Direct COM opening fails when file paths contain CJK characters (garbled encoding in COM API). Solution:

```python
import shutil, tempfile, win32com.client, pythoncom

def extract_doc(filepath):
    tmp_dir = tempfile.mkdtemp(prefix='doc_')
    tmp_path = os.path.join(tmp_dir, f'doc_{seq}.doc')  # unique name per file
    shutil.copy2(filepath, tmp_path)

    pythoncom.CoInitialize()
    word = win32com.client.DispatchEx("Word.Application")
    word.Visible = False
    word.DisplayAlerts = 0

    doc = word.Documents.Open(str(Path(tmp_path).resolve()), ReadOnly=True)
    text = doc.Content.Text
    doc.Close(False)
    word.Quit()
    pythoncom.CoUninitialize()

    shutil.rmtree(tmp_dir, ignore_errors=True)
    return text
```

**Key points**:
- Use **unique temp file names** per document (avoid lock collisions — Word may not release the file immediately after `Close`)
- Keep ONE Word instance for batch processing (creating Word is slow, ~2s each)
- If a file causes Word to hang, restart the Word instance and continue
- `._` prefix files are macOS resource forks — skip them
- Tested: **99% success rate** on 500 CJK-path .doc files

### WPS Format Notes

`.wps` (doc), `.et` (spreadsheet), `.dps` (presentation) — WPS Office formats, common in China.
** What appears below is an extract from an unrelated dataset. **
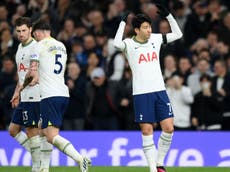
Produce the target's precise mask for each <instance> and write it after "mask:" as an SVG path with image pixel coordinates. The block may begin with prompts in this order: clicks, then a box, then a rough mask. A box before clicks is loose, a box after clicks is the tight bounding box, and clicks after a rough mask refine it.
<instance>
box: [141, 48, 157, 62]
mask: <svg viewBox="0 0 230 172" xmlns="http://www.w3.org/2000/svg"><path fill="white" fill-rule="evenodd" d="M153 60H158V57H157V53H156V52H155V51H153V52H152V54H151V53H146V54H143V53H141V54H140V56H139V61H138V63H139V64H141V63H143V62H144V63H148V62H152V61H153Z"/></svg>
Convert via LibreOffice `--convert-to` to standard formats, then extract normally.

### Image Processing

.docx/.pdf embedded images (architecture diagrams, ER diagrams, flowcharts):
- .docx: python-docx `document.inline_shapes` and `document.part.rels`
- .pdf: PyMuPDF per-page or per-image extraction
- Feed to multimodal LLM for visual analysis
- If LLM doesn't support images: note in review.md for manual review

## Python Dependencies

### Core (required)

```bash
pip install python-docx openpyxl xlrd PyMuPDF Pillow python-pptx pyyaml
```

| Package | Purpose |
|---------|---------|
| python-docx | .docx text/tables/images |
| openpyxl | .xlsx reading |
| xlrd | .xls (legacy) reading |
| PyMuPDF (fitz) | .pdf text/images |
| Pillow | Image processing |
| python-pptx | .pptx slides/notes |
| pyyaml | schema.yaml read/write |

### Platform-specific

```bash
# Windows .doc conversion (requires Microsoft Word installed)
pip install pywin32

# Linux/macOS .doc/.wps conversion
sudo apt install libreoffice  # or: brew install libreoffice
```

### Optional

```bash
pip install striprtf odfpy olefile
```

| Package | Purpose |
|---------|---------|
| striprtf | .rtf text extraction |
| odfpy | OpenDocument (.odt/.ods/.odp) |
| olefile | .doc OLE2 structure parsing (fallback when COM unavailable) |

### LLM Requirements

| Capability | Purpose | Minimum |
|-----------|---------|---------|
| Text understanding | Phase 2.2 semantic reading | Any long-context LLM |
| Multimodal image input | Phase 2.2 image analysis | Claude Opus/Sonnet, GPT-4o |
| Tool use | Phase 2.2 structured output | Recommended, not required |

Step 1 (scan_filesystem.py) uses only Python stdlib — no extra deps.